You, Mumba Devi, are a goddess. But you make us humans feel as though we could do anything! And this is what makes you so powerful. You do not offer equality or even respect, but you do offer hope and opportunity, unlimitedly.
You are so beautiful and give so freely, but, no other place has been known to demand so much.
In Taslima Nasreen’s book ‘French Lover’, a French man says to his Indian lover Nila:
“You do not love me. It is only I who love you, insanely.”
How many slaps in the face have I taken from you, from your officers, your people in charge! But I come back to it every time!
I have been turned down at the visa office, discouraged at the consulate, delayed at the airport. Every force that you have tries to drive me away from you, but still I am stubborn, and I manage to find my way to you.
So able and so fiercely independent, I have never been in a relationship as unfair as ours. And how funny it is that you so encourage and celebrate all of those qualities in me, and yet push me away so much!

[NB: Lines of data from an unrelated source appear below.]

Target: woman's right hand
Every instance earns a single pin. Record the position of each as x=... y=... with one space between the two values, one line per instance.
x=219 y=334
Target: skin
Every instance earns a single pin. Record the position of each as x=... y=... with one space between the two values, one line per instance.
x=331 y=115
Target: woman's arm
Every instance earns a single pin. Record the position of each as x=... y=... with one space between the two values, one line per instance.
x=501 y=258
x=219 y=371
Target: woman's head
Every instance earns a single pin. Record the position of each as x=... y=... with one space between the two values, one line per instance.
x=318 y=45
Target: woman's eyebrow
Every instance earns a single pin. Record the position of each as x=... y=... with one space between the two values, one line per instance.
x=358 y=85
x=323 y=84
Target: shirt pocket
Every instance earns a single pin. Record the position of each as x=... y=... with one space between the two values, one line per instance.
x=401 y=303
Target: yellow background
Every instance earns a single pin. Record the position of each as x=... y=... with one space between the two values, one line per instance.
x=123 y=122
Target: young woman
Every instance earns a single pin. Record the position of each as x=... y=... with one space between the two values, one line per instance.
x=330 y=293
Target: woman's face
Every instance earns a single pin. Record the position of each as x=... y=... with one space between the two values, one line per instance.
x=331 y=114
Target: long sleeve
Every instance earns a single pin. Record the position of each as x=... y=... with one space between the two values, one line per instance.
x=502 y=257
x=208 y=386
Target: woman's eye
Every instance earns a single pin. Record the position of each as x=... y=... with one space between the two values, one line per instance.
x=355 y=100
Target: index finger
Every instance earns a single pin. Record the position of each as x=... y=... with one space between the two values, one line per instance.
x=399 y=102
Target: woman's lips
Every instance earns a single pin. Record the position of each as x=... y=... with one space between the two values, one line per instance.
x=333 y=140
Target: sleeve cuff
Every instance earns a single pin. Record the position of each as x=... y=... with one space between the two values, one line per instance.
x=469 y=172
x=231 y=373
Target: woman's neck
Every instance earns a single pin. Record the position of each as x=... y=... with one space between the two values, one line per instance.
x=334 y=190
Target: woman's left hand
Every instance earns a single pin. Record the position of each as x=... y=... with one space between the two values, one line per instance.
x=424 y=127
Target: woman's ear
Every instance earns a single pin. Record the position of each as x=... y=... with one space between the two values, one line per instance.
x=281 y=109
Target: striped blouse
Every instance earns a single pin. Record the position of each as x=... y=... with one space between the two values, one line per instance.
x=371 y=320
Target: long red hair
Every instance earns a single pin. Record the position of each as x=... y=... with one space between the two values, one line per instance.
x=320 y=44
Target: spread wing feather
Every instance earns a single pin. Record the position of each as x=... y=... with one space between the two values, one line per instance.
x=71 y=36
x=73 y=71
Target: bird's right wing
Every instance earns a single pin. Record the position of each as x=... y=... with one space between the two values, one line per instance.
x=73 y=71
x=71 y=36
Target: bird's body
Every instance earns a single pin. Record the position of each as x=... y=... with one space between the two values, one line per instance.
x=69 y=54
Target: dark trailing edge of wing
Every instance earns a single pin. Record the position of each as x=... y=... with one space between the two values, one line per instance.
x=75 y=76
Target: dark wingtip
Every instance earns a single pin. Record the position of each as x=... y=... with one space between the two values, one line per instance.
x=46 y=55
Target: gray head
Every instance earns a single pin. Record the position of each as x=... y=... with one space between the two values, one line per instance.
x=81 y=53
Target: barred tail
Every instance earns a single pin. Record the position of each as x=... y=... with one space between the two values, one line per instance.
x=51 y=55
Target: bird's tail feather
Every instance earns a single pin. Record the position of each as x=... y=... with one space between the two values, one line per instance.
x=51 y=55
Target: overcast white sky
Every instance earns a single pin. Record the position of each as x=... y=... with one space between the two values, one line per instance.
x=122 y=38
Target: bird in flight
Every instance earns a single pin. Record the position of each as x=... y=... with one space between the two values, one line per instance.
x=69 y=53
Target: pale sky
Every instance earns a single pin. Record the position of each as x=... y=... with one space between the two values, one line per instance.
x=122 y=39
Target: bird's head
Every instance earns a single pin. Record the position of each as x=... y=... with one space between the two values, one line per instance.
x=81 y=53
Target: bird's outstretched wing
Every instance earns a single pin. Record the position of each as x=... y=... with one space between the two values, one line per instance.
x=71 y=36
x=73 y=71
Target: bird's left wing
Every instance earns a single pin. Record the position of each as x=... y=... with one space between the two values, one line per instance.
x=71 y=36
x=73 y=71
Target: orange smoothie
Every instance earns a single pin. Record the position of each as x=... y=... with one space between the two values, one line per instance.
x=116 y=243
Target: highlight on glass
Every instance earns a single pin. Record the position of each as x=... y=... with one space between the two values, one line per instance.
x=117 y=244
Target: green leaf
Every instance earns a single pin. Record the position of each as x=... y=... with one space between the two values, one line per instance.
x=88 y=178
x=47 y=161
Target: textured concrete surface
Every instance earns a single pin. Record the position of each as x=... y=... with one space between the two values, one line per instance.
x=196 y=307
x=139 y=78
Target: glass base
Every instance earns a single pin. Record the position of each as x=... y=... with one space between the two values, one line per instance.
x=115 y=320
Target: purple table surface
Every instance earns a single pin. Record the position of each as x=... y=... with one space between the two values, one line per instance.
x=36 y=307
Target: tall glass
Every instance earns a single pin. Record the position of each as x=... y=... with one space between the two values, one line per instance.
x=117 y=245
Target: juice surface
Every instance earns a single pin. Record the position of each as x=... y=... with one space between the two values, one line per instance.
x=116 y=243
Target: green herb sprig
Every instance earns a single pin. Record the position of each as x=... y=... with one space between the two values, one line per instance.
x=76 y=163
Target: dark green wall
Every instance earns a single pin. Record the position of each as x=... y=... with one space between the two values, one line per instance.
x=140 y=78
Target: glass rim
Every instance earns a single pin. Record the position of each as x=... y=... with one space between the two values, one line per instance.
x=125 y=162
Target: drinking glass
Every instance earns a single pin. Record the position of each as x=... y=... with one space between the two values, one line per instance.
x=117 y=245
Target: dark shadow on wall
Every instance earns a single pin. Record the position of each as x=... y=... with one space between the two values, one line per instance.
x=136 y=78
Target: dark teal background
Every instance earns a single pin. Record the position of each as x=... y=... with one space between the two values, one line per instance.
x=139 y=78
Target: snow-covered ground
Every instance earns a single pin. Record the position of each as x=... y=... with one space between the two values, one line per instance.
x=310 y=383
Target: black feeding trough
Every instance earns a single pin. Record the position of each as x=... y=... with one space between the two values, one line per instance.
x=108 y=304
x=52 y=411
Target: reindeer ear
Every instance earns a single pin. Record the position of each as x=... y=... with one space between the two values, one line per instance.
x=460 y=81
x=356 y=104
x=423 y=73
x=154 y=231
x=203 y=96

But I am your devoted lover, and I feel that you don’t mean it. So I will forgive your hurtful words:
The visawala, when he said ‘You have no option. We cannot grant you a visa on any basis.’
The doorman, when he said ‘You will have to come back again. (and again, and again…)
The university, when they said ‘It will take a lot of time to gather everyone into a meeting, maybe next month.’
I am dedicated to you, and you are passionless towards me.
I say “I love you” and you say “I don’t care… but yes, you can stay here.”
You say take it or leave it, and we take it.
I have a lot of hope.
You, Bombay, are not created by your people! They are created by you. And now that you have beaten everything out of me by not allowing me to come to you, I am an empty cup. And now that you will finally allow me to come to you, I am running towards you like a maniac to drink water.
I will forgive you, and every force that kept me from you. And I will run into your arms. And this time I am confident that you will receive me, with as much love as I have for you, if even just for a moment… because I (and everyone else in any unfair relationship) live for that moment.
Because the dreams that you offer to me are worth more than any amount of time, money, anguish or difficulty that it takes to get me to you.